Se eu fosse homem, eu não teria que explicar nada. Nem escrever este texto. Eu estaria apenas aproveitando a vida. Seria um cara foda. O único problema seria eu não ter carro, claro.
Como eu sou mulher, posso fazer uma lista para provar para vocês que eu não sou uma loser. Será que isso é necessário?
Na dúvida... Tenho bom coração e sou cercada de amigos que me amam. Tenho 20 anos de análise e adoro criança. Já me apaixonei por homens que também se apaixonaram por mim e sou amiga de boa parte dos meus ex-namorados. Ainda vou me apaixonar outras vezes, claro. E, se você tem 27 anos e acha que ter quase 40 é fazer parte de uma outra dimensão, eu aviso. Não é. A gente é a mesma pessoa. Só que menos neurótica (se você fizer esforço para isso, claro).
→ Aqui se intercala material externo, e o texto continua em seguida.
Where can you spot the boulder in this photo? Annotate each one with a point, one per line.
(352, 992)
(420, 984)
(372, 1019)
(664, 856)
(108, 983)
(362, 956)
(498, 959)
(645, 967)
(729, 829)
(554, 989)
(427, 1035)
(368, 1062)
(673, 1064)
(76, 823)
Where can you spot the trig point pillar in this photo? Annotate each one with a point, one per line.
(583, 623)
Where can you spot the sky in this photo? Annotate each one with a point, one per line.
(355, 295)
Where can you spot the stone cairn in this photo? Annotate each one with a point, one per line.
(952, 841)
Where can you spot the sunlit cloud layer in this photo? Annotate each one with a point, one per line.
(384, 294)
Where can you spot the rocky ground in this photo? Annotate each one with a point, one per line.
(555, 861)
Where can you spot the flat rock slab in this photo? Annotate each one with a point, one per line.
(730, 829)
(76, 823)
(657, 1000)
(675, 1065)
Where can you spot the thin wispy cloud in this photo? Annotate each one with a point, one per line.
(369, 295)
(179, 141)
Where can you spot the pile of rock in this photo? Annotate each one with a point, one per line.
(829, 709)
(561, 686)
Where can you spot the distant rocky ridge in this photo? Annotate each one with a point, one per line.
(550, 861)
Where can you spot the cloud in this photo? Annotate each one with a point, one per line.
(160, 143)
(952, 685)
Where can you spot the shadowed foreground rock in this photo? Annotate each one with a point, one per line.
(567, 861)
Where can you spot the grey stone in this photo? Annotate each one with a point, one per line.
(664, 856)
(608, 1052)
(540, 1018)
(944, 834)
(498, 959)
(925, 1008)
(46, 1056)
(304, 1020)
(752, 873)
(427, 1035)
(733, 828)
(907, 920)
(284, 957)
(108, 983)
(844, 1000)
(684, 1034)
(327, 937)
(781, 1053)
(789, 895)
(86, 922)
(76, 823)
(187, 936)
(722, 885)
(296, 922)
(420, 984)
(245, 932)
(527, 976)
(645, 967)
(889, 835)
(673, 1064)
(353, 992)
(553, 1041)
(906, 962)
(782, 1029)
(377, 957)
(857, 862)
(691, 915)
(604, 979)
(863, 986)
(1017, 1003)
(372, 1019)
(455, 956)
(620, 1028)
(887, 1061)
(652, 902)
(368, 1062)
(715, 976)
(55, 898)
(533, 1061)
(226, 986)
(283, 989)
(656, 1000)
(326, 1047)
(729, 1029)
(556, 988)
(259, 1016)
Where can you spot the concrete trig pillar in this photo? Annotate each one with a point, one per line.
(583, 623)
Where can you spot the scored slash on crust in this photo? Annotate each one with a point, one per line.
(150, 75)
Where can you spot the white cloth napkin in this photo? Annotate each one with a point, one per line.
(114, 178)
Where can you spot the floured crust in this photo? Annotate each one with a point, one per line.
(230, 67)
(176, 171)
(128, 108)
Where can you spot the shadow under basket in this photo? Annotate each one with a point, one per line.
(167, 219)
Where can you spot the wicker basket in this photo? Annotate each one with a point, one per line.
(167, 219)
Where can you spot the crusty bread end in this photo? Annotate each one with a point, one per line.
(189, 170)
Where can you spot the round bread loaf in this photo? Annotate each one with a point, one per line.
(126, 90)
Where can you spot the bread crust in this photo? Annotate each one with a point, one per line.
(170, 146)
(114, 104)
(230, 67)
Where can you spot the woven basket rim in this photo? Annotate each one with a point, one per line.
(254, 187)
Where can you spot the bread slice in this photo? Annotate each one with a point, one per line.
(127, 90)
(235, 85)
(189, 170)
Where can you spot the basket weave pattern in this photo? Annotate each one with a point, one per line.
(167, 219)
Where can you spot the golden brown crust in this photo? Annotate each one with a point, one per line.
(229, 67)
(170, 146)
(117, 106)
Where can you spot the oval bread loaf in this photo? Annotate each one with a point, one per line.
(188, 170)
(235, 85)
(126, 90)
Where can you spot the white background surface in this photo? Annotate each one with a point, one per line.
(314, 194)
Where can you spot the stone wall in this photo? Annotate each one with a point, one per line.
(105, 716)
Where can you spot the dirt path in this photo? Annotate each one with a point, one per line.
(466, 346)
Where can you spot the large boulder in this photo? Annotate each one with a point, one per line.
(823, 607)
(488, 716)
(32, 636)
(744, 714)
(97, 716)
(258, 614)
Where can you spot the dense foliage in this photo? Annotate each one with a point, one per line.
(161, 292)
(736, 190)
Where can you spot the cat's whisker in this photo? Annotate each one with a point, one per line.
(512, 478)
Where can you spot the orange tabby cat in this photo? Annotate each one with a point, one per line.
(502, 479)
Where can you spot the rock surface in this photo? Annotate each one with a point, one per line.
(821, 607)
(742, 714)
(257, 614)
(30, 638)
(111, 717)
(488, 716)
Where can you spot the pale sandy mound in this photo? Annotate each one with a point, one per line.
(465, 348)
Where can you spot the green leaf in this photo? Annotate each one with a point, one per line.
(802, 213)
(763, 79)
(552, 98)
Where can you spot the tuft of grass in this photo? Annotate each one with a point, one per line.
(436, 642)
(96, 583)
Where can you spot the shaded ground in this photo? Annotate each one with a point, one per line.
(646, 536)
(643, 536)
E profissionalmente, no mundo atual, não existe estabilidade, o que é ótimo. OK, eu poderia ser funcionária de uma estatal, mas morreria de tédio. No meu caso, trabalho em casa, tenho liberdade para escrever sobre coisas de que gosto. Algumas pessoas dizem que o que eu escrevo as ajuda. E, ah, eu lancei sete livros e um romance, que eu escrevi sozinha! Não estou rica. Mas esse nunca foi meu objetivo. Não preciso de muito dinheiro, graças a Deus. E agradeço por isso todos os dias. Pago as minhas contas escrevendo. Nunca achei que isso fosse possível, nem nos meus mais ambiciosos sonhos adolescentes.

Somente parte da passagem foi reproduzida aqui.